The situation, however, is expected to get worse before it gets better because of the country’s HIV/AIDS and orphan problem. According to the ILO, the main causes of child labour are poverty and the HIV/AIDS pandemic. Child labour is more prevalent amongst poor families in remote areas. Due to poverty, children are forced into exploitive labour to help sustain their families. Many of the parents may be out of employment and encourage their children to opt for a cheap paying job rather than education.

In Botswana, an estimated 40 percent of people are living below the poverty margin, and most live in remote areas outside the cities and towns. The HIV/AIDS pandemic does not help the country’s child labour problem. Many children are left orphaned by the disease, and have to take responsibility of their younger siblings, and, in the process, are forced into child labour. In other cases, the children may have to take care of their parent when they are taken ill. The child may be forced to stay away from school to nurse the sick family member or find work to sustain the family.

“Increasingly, many households are led by children,” Tibone told the RECLISA workshop. “The HIV/AIDS pandemic has produced many orphans estimated at 15 percent of total child population; many orphans are economically active; commercial sex exploitation associated with survival, arranged marriages and prostitution are visible and the movement of orphans among relatives is notable for its potential risk.”

However, it is not all doom and gloom, and Botswana is recording some gains in the fight against child labour.

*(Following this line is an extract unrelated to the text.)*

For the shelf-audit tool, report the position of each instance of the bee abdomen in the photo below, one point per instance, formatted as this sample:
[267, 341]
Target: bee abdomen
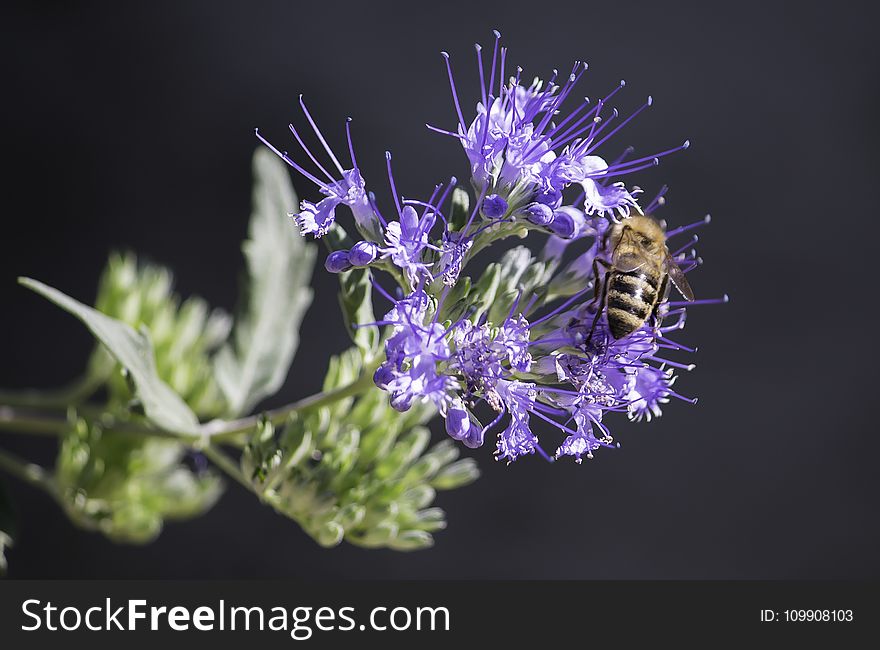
[631, 299]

In his closing remarks Tibone commended the work being done by RECLISA and the BNYC. A total of 1100 children have been enrolled back into school, 750 in Gaborone and surrounding areas and 350 in Gantsi and its surroundings. The Ministry of Home Affairs has a programme called Towards the Elimination of Worst Forms of Child Labour (TECL), which aims to draw up a strong action plan for the eradication of the worst forms of child labour in Botswana.